Accurate Representation
Written with Max Voldman of Whistleblower Partners
For most of the last decade, the question we have spent our research time on at Empirical Security is some version of the same one. Given a vulnerability, what is the probability it will be exploited? Given an organization, how much risk does it carry? Given a remediation strategy, how much better does it perform than the alternatives? These are measurement questions. They have answers, even if the answers are imperfect.
The question we want to walk through in this post is different. It is a measurement question dressed up as a legal one, and nobody in either community has tried to answer it with data. Here is the question: when a government contractor self-assesses its cybersecurity posture against NIST SP 800-171, generates a score, and uploads that score to the Supplier Performance Risk System, how far is that score from the truth? And what does that gap cost?

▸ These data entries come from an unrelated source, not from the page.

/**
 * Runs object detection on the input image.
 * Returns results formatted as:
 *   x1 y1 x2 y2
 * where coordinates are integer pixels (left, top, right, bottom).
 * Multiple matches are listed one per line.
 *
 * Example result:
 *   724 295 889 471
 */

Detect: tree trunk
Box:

Why this question, and why now
For years, cybersecurity in federal contracting was an operational discipline with prevailing self-assessments where the consequences of falling short were measured in audit findings. But, now the government is focused on contractor fraud regarding cybersecurity. In 2021, the Department of Justice launched an initiative to target such cases via the False Claims Act (FCA), a law that allows whistleblowers to sue in the name of the US and share any recoveries. The DOJ has reiterated these goals many times since, including after the change in administrations. The DOJ recovered roughly $52 million in cybersecurity-related FCA settlements in fiscal year 2025 alone, more than triple the prior year.
The point of these numbers is not the dollar figure, it is the mechanism. None of the cybersecurity FCA cases that have settled required proof of a data breach (and most did not even involve allegations of one). They turned on misrepresentations made to the government: a contractor said it was compliant with a set of measurable controls. It was not. The gap between the statement and the reality was the basis for liability.
If you have followed our work, you will recognize this as a familiar shape of problem. Self-reporting and measurable ground truth diverge and that divergence is unevenly distributed.
The part that is actually new
At the intersection of the data and the law is the big question: what happens when a contractor adopts the kind of probabilistic, risk-based vulnerability management that we have spent a decade arguing for, and then gets sued under the FCA? The argument cuts both ways.
The defensive argument is straightforward. A contractor running EPSS or a similar probabilistic model can demonstrate that it triaged rationally. It directed a limited remediation budget toward the vulnerabilities most likely to be exploited. It achieved high coverage of exploited vulnerabilities at low effort. It can show, with auditable data, that its definition of "adequate security" was data-driven rather than checklist-driven. If a court evaluates the standard as a risk management standard, this could prove a strong defence.
The offensive argument is harder to escape. The FCA has a knowledge requirement (sometimes called “scienter”). Mere mistakes or negligence are not punishable under the law, but that is not the case when it comes to knowing misrepresentations to the government. A contractor that runs EPSS, sees a vulnerability on a CUI-handling system with a 15% exploitation probability, logs the score, decides not to remediate, and then signs a CMMC affirmation stating it is compliant is walking a fine line. It has produced a documented, quantified decision to accept a known risk on a government system. A whistleblower with access to the dashboard has an excellent knowledge argument if those risks were honestly shared with the government.
So: does better data make you safer, or does it make your noncompliance clearer to prosecutors?
We do not know yet. The specific case law is not settled, though there are clear risks. The compliance regime was not designed with probabilistic risk models in mind. But adopting a threshold, sticking to it and being clear and upfront about what risk tolerance threshold and which model an organization is using, is far more defensible than a blanket “yes”.
What we are proposing
Define "adequate security" as a measurable, outcome-based standard rather than a binary control-implementation checklist. The CMMC affirmation should be backed by observable telemetry, not by a senior official's signature on a self-generated score. Compliance is measured against the same data the security team is already collecting.
This collapses the paradox. When the risk model is the compliance standard, running the model and demonstrating compliance are the same act. The dashboard that today might be evidence of deliberate ignorance becomes, instead, the evidence of compliance.
This is not a complete proposal. It does not address the personnel, physical, and policy controls that are harder to measure empirically. It will require coordination between DOJ, contracting agencies, and the contractor community. We do not think it solves everything. We do think it is a better starting point than the honor system that has produced the current enforcement curve.